According to Naomi Rea of artnet News, the installation, which consists of 24 icebergs laid out in a clock-like formation in front of Tate Modern and six placed outside of Bloomberg’s London headquarters, is timed to coincide with the COP24 climate change conference currently being held in Poland. “Ice Watch” also echoes the Intergovernmental Panel on Climate Change’s recent warning that humans only have 12 years left to combat the most dire effects of climate change.

Writing for the Art Newspaper, Ben Luke explains that Eliasson and Rosing harvested the blocks from the waters of the Nuup Kangerlua fjord, where they’d landed after breaking off from the Greenland ice sheet. The pair shipped the hefty icebergs—Jonze notes the blocks weighed between 1.5 and 6 tons each—to Immingham, England, in nine refrigerated containers, then transported them to London via truck. Once the blocks were lowered into place via crane, the installation was officially ready for its debut on Monday, December 11.

Each slab can be seen as embodying its own distinct personality. “Some are near translucent, others densely opaque; some have lightly cratered surfaces, others are ice-rink slick,” Elly Parsons observes for Wallpaper*. Speaking with the Guardian’s Jonze, Eliasson adds that the compressed snow blocks (as opposed to chunks of frozen water) produce popping and fizzing sounds as they melt into the London sidewalk. Since the trapped air responsible for this phenomenon likely originated tens of thousands of years ago, it contains almost half the carbon dioxide content as the air outside of the iceberg.

Visitors are free to touch, climb on, and even lick the blocks (Justin Sutcliffe © 2018 Olafur Eliasson)

Greenland’s ice sheet loses 10,000 blocks comparable to the sizes of the 30 currently on view in London every second, Rosing tells the Art Newspaper’s Luke. Meanwhile, global sea levels rise by approximately 0.3 millimeters per year, and temperatures topping the highest ever recorded are measured on a regular basis. But the goal of “Ice Watch” isn’t fear mongering. Instead, the installation simply aims to bring the realities of climate change closer to home.

“I think everybody at this point thinks about climate change but it remains relatively abstract,” Eliasson tells the Telegraph’s Anita Singh. “Here the ice is actually real, it’s not something far away in Greenland.

It’s worth noting that the act of transporting 30 icebergs from Greenland to England engenders a significant carbon footprint in and of itself. As a spokesperson for the artist’s studio tells artnet News’ Rea, the average amount of energy expended bringing each block to London is roughly equivalent to one individual flying from London to the Arctic. To offset this carbon cost, Eliasson and his collaborators plan on donating three times the amount of money it would take to cover 30 such flights to the United Kingdom’s Woodland Trust charity.
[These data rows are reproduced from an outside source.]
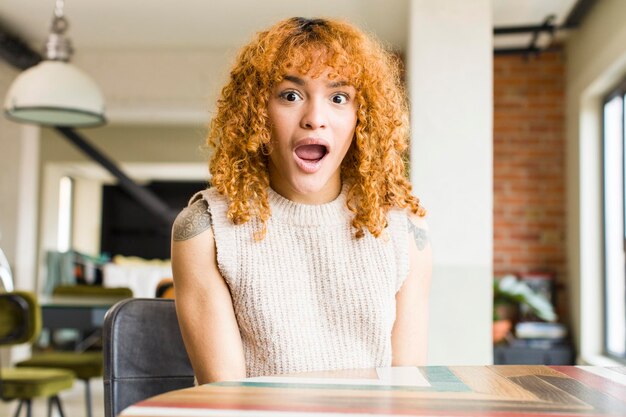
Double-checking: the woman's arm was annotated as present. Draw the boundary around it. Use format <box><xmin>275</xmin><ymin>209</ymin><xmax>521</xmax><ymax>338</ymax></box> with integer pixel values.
<box><xmin>172</xmin><ymin>200</ymin><xmax>246</xmax><ymax>384</ymax></box>
<box><xmin>391</xmin><ymin>216</ymin><xmax>432</xmax><ymax>366</ymax></box>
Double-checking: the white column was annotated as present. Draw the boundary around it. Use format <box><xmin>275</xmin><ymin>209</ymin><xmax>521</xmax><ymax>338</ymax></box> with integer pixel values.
<box><xmin>14</xmin><ymin>126</ymin><xmax>41</xmax><ymax>291</ymax></box>
<box><xmin>407</xmin><ymin>0</ymin><xmax>493</xmax><ymax>365</ymax></box>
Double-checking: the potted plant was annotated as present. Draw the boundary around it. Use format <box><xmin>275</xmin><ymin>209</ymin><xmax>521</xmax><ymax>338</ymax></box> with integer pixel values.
<box><xmin>493</xmin><ymin>275</ymin><xmax>557</xmax><ymax>343</ymax></box>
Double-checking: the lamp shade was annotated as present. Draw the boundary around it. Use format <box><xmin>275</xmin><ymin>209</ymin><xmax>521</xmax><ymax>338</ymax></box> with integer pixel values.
<box><xmin>4</xmin><ymin>60</ymin><xmax>106</xmax><ymax>127</ymax></box>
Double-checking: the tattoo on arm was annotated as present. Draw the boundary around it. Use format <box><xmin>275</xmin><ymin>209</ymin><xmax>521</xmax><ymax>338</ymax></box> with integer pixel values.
<box><xmin>407</xmin><ymin>219</ymin><xmax>428</xmax><ymax>250</ymax></box>
<box><xmin>172</xmin><ymin>200</ymin><xmax>212</xmax><ymax>241</ymax></box>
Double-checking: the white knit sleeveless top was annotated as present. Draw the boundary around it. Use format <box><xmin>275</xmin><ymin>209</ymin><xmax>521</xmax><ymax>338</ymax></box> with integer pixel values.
<box><xmin>190</xmin><ymin>187</ymin><xmax>409</xmax><ymax>377</ymax></box>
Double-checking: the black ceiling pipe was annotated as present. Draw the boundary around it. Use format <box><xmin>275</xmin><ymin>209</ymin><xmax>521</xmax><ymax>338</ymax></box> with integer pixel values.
<box><xmin>0</xmin><ymin>26</ymin><xmax>176</xmax><ymax>227</ymax></box>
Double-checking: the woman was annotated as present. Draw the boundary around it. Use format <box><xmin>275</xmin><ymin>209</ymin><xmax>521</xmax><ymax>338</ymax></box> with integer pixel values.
<box><xmin>172</xmin><ymin>18</ymin><xmax>431</xmax><ymax>383</ymax></box>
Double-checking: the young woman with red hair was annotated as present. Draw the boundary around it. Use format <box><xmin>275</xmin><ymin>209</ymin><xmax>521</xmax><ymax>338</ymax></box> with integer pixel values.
<box><xmin>172</xmin><ymin>18</ymin><xmax>431</xmax><ymax>383</ymax></box>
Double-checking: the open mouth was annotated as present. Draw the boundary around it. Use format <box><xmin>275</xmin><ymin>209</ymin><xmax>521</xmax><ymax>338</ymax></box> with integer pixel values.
<box><xmin>294</xmin><ymin>144</ymin><xmax>328</xmax><ymax>173</ymax></box>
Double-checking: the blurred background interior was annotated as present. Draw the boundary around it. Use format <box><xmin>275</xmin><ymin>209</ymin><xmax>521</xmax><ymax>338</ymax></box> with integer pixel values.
<box><xmin>0</xmin><ymin>0</ymin><xmax>626</xmax><ymax>415</ymax></box>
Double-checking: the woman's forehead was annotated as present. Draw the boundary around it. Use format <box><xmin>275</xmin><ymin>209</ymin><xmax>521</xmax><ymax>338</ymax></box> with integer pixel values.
<box><xmin>274</xmin><ymin>50</ymin><xmax>355</xmax><ymax>84</ymax></box>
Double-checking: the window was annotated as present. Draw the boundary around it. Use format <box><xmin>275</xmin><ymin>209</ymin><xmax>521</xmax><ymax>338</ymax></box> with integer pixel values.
<box><xmin>602</xmin><ymin>77</ymin><xmax>626</xmax><ymax>358</ymax></box>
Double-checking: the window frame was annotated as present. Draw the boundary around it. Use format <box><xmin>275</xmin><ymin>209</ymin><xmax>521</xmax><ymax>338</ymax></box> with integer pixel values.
<box><xmin>600</xmin><ymin>78</ymin><xmax>626</xmax><ymax>363</ymax></box>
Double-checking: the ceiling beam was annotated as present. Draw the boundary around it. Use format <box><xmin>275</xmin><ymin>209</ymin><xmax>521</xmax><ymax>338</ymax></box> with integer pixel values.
<box><xmin>0</xmin><ymin>26</ymin><xmax>177</xmax><ymax>228</ymax></box>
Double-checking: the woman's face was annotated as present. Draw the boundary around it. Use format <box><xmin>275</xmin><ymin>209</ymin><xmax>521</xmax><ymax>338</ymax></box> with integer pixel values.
<box><xmin>268</xmin><ymin>71</ymin><xmax>357</xmax><ymax>204</ymax></box>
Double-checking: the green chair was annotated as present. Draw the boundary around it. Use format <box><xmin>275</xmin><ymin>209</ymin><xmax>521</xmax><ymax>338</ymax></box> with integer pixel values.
<box><xmin>0</xmin><ymin>291</ymin><xmax>74</xmax><ymax>417</ymax></box>
<box><xmin>17</xmin><ymin>285</ymin><xmax>133</xmax><ymax>417</ymax></box>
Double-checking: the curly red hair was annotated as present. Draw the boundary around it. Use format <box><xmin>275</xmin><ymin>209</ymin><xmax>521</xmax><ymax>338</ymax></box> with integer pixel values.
<box><xmin>207</xmin><ymin>18</ymin><xmax>425</xmax><ymax>239</ymax></box>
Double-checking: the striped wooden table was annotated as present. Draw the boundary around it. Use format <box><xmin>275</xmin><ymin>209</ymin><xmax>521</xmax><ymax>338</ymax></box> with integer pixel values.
<box><xmin>122</xmin><ymin>365</ymin><xmax>626</xmax><ymax>417</ymax></box>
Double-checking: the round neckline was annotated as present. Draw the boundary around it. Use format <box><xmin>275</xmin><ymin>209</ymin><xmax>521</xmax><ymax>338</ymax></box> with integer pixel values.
<box><xmin>267</xmin><ymin>184</ymin><xmax>350</xmax><ymax>226</ymax></box>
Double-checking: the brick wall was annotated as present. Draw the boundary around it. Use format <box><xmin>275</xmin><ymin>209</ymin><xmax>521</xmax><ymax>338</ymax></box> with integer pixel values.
<box><xmin>493</xmin><ymin>51</ymin><xmax>567</xmax><ymax>313</ymax></box>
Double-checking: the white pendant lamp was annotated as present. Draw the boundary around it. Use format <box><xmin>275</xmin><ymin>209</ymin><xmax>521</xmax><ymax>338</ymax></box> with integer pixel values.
<box><xmin>4</xmin><ymin>0</ymin><xmax>106</xmax><ymax>127</ymax></box>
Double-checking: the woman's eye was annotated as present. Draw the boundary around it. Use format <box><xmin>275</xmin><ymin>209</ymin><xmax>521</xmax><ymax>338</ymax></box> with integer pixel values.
<box><xmin>331</xmin><ymin>94</ymin><xmax>348</xmax><ymax>104</ymax></box>
<box><xmin>280</xmin><ymin>91</ymin><xmax>301</xmax><ymax>101</ymax></box>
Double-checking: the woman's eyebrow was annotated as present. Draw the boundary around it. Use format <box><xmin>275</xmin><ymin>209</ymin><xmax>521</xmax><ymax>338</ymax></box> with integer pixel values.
<box><xmin>326</xmin><ymin>81</ymin><xmax>350</xmax><ymax>88</ymax></box>
<box><xmin>285</xmin><ymin>75</ymin><xmax>306</xmax><ymax>86</ymax></box>
<box><xmin>284</xmin><ymin>75</ymin><xmax>350</xmax><ymax>88</ymax></box>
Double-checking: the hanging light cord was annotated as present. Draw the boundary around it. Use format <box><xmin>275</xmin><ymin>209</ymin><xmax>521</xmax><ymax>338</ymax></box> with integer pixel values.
<box><xmin>54</xmin><ymin>0</ymin><xmax>65</xmax><ymax>18</ymax></box>
<box><xmin>46</xmin><ymin>0</ymin><xmax>73</xmax><ymax>62</ymax></box>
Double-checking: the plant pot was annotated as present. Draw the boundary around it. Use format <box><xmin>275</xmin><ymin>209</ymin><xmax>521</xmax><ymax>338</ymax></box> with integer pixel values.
<box><xmin>492</xmin><ymin>320</ymin><xmax>513</xmax><ymax>343</ymax></box>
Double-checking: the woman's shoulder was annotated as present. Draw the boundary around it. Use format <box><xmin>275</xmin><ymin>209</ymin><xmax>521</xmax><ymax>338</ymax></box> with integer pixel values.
<box><xmin>172</xmin><ymin>190</ymin><xmax>213</xmax><ymax>241</ymax></box>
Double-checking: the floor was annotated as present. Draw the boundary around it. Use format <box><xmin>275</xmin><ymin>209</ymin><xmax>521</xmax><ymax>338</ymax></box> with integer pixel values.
<box><xmin>0</xmin><ymin>379</ymin><xmax>104</xmax><ymax>417</ymax></box>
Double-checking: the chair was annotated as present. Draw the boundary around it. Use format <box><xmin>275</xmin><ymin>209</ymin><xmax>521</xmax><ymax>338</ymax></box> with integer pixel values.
<box><xmin>16</xmin><ymin>285</ymin><xmax>133</xmax><ymax>417</ymax></box>
<box><xmin>103</xmin><ymin>298</ymin><xmax>194</xmax><ymax>417</ymax></box>
<box><xmin>0</xmin><ymin>291</ymin><xmax>74</xmax><ymax>417</ymax></box>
The London installation is the third iteration of “Ice Watch,” according to the Art Newspaper. Eliasson first staged the work in Copenhagen in 2014, then in Paris in 2015. Each installation has been timed to coincide with a significant development in the fight against climate change: In Copenhagen, “Ice Watch” marked the publication of the United Nation’s Fifth Assessment Report on Climate Change, and in 2015, the installation accompanied the COP21 talks that resulted in the Paris Agreement.

But the latest version of “Ice Watch” is by far the most ambitious, encompassing more than double the number of icebergs included in the Copenhagen and Paris installations. The scale of the project doesn’t make it any less ephemeral. As a real-time ice tracker published on the Ice Watch London website shows, just one day into their display, the blocks have already shrunk in size.

Eliasson estimates they could completely disappear as soon as the weekend, melting into the River Thames just as the vanishing ice sheets of Greenland promise to one day flood bodies of water across the globe.